Java overloading and overriding

Method overloading means making multiple versions of a function based on the inputs. For example:

public Double doSomething(Double x) { ... }
public Object doSomething(Object y) { ... }

The choice of which method to call is made at compile time. For example:

Double obj1 = new Double();
doSomething(obj1); // calls the Double version

Object obj2 = new Object();
doSomething(obj2); // calls the Object version

Object obj3 = new Double();
doSomething(obj3); // calls the Object version because the compilers see the 
                   // type as Object
                   // This makes more sense when you consider something like

public void myMethod(Object o) {
  doSomething(o);
}
myMethod(new Double(5));
// inside the call to myMethod, it sees only that it has an Object
// it can't tell that it's a Double at compile time

Method Overriding means defining a new version of the method by a subclass of the original

class Parent {
  public void myMethod() { ... }
}
class Child extends Parent {
  @Override
  public void myMethod() { ... }
}

Parent p = new Parent();
p.myMethod(); // calls Parent's myMethod

Child c = new Child();
c.myMethod(); // calls Child's myMethod

Parent pc = new Child();
pc.myMethod(); // call's Child's myMethod because the type is checked at runtime
               // rather than compile time

I hope that helps


Your are right - calls to overloaded methods are realized at compile time.
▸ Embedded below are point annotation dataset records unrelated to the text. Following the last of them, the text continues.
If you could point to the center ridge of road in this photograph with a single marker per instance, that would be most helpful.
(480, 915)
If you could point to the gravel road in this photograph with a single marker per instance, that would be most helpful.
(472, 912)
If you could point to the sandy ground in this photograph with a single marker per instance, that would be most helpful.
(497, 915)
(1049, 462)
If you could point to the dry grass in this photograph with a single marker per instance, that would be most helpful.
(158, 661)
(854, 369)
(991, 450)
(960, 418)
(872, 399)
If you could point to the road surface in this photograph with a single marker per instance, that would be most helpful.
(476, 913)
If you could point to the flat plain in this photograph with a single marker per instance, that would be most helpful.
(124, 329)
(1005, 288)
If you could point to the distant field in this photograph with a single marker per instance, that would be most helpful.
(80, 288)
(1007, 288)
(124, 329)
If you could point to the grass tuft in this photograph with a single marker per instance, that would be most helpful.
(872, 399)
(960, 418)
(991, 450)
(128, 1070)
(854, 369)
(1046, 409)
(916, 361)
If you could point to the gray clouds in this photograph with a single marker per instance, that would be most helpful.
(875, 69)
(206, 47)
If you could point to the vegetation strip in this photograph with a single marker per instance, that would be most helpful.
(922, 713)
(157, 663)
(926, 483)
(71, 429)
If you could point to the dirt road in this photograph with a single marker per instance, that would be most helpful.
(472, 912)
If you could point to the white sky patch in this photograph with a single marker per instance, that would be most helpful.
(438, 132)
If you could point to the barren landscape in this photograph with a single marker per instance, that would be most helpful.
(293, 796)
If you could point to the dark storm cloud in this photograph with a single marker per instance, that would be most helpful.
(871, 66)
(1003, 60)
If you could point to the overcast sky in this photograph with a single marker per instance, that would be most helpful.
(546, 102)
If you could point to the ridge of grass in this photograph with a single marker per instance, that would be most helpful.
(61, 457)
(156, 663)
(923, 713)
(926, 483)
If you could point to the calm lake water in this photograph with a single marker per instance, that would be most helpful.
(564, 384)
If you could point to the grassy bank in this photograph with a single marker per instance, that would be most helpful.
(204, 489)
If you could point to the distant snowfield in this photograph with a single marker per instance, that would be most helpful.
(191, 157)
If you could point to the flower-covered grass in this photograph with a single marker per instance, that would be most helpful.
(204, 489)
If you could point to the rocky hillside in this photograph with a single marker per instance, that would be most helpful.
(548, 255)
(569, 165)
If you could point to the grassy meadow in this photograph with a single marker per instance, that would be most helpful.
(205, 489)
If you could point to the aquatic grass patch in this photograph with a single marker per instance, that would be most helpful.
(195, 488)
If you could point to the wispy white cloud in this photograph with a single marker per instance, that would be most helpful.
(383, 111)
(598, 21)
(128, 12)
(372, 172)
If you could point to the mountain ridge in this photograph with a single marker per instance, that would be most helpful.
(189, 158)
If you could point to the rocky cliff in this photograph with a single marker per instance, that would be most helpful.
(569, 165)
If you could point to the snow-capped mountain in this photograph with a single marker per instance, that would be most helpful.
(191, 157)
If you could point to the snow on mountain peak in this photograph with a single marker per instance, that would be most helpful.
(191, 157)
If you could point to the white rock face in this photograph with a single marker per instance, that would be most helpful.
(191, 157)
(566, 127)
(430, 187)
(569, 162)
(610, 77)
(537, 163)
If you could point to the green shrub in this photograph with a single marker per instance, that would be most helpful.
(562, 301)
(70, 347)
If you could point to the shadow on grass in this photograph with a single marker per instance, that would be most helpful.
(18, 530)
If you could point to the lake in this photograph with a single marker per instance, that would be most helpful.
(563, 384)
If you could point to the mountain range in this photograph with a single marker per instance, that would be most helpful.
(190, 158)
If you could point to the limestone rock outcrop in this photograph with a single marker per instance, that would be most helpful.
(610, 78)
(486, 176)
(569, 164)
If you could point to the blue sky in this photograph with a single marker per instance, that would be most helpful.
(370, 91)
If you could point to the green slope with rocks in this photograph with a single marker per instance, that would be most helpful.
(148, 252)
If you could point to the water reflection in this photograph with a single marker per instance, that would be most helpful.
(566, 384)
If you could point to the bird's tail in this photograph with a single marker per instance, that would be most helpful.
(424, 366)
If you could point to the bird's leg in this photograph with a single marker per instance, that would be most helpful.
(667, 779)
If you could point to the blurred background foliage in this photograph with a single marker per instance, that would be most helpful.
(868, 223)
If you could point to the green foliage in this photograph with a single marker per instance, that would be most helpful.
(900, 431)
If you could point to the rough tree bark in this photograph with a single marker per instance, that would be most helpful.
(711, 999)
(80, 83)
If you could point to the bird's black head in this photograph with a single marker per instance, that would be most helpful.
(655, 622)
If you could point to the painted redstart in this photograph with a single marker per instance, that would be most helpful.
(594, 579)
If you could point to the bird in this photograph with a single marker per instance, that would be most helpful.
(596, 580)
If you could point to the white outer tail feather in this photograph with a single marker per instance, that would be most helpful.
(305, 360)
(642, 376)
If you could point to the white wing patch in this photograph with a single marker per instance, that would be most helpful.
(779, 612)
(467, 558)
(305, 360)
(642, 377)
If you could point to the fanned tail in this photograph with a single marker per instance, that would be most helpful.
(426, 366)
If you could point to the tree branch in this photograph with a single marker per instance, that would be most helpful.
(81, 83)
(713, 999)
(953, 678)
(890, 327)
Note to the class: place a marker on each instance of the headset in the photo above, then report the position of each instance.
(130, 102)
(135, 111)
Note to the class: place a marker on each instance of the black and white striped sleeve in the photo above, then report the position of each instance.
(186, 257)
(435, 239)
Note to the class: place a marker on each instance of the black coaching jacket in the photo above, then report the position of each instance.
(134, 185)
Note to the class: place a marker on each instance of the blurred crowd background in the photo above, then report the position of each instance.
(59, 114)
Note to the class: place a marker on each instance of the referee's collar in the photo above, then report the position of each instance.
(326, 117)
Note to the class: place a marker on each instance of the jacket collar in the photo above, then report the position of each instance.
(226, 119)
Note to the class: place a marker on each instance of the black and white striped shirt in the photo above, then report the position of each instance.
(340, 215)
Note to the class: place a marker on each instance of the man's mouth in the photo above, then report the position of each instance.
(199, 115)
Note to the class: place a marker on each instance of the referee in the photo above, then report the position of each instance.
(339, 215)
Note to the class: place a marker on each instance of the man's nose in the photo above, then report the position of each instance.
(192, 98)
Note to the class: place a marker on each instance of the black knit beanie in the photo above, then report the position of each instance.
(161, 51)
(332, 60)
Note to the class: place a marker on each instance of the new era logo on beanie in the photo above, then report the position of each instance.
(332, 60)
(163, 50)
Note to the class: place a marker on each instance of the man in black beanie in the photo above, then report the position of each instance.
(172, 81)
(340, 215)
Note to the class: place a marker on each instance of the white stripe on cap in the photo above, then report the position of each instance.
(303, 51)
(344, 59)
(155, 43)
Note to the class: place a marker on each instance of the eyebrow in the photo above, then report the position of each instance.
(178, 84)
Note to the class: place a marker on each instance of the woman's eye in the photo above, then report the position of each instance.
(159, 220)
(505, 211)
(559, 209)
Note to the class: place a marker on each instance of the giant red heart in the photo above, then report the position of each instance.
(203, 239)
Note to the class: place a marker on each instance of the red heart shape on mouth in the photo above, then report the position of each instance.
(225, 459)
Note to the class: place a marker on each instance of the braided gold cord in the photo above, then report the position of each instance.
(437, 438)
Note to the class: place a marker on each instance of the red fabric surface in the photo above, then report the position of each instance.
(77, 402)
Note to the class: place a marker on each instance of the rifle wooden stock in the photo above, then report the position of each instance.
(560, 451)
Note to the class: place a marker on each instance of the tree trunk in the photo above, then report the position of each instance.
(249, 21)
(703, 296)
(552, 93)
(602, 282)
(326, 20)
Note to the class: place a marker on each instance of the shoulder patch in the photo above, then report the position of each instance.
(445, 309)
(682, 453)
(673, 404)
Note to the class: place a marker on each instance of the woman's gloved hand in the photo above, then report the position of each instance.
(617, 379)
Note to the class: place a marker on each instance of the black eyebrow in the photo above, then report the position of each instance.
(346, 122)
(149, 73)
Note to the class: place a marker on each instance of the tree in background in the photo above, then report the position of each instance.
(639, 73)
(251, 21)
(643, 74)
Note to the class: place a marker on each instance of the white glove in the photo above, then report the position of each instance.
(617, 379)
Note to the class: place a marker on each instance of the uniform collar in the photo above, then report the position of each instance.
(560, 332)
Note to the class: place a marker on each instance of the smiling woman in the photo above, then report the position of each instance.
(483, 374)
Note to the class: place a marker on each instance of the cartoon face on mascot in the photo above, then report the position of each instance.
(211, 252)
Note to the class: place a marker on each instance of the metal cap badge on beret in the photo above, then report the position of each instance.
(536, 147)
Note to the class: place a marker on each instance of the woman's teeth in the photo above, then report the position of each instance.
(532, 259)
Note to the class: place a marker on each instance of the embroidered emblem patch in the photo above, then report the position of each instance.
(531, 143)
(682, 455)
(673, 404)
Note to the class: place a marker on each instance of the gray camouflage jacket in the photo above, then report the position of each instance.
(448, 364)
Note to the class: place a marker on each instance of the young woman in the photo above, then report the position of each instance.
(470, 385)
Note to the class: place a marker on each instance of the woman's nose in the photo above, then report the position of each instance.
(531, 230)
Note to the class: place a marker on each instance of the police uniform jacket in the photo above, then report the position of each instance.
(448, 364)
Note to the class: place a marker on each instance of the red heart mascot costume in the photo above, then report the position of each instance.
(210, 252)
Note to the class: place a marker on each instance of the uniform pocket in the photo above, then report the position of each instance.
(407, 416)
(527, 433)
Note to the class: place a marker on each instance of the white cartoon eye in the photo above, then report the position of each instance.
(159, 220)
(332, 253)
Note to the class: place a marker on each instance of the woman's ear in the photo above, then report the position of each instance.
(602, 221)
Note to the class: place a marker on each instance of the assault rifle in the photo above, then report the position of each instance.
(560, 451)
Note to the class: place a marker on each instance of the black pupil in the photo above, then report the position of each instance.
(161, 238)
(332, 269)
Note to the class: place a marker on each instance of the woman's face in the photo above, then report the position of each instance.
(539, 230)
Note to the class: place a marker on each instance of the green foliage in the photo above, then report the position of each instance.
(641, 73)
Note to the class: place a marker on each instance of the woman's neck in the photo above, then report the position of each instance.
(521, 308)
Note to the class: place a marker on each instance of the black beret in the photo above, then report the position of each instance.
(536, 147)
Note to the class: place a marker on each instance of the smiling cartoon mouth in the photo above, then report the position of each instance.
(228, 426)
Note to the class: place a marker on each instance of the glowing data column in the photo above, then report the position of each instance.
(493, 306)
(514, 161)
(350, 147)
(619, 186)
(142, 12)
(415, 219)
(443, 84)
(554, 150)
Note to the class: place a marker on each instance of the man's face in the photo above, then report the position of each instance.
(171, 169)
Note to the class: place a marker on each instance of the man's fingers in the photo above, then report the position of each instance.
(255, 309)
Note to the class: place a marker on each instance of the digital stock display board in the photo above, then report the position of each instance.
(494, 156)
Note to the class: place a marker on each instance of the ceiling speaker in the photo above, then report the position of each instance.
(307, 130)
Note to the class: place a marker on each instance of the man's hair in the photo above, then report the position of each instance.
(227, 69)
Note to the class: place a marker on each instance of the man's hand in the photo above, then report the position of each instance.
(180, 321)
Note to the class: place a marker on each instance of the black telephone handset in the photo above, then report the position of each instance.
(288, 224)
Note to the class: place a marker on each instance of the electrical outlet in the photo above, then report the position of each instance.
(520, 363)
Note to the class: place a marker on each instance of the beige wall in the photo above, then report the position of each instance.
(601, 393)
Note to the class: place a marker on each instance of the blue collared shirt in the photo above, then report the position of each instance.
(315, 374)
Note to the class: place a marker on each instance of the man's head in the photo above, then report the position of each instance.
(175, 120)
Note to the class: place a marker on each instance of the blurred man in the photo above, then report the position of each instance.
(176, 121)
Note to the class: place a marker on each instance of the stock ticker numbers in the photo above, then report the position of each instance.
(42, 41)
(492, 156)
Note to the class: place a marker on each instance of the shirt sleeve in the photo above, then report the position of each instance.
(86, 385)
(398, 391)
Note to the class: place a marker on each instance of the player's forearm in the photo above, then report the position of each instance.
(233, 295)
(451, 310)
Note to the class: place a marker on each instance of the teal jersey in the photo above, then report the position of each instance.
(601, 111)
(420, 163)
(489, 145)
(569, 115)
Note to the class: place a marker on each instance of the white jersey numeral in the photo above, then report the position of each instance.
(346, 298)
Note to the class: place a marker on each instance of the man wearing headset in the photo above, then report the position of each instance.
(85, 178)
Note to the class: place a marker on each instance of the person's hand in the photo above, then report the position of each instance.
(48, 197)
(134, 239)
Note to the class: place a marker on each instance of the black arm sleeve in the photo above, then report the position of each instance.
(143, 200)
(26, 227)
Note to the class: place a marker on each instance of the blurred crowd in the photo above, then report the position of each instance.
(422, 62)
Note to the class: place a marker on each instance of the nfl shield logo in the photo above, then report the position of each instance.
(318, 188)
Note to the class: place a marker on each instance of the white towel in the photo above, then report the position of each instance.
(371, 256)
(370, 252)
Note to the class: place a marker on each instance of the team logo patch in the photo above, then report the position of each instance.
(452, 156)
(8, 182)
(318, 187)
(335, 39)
That's why it is static.

Calls to overridden methods are realized at run-time, based on the type on which the method is invoked.

On virtual methods wikipedia says:

In Java, all non-static methods are by default "virtual functions." Only methods marked with the keyword final are non-virtual.

final methods cannot be overridden, so they are realized statically.

Imagine the method:

public String analyze(Interface i) {
     i.analyze();
     return i.getAnalysisDetails();
}

The compiler can't overload this method for all implementations of Interface that can possibly be passed to it.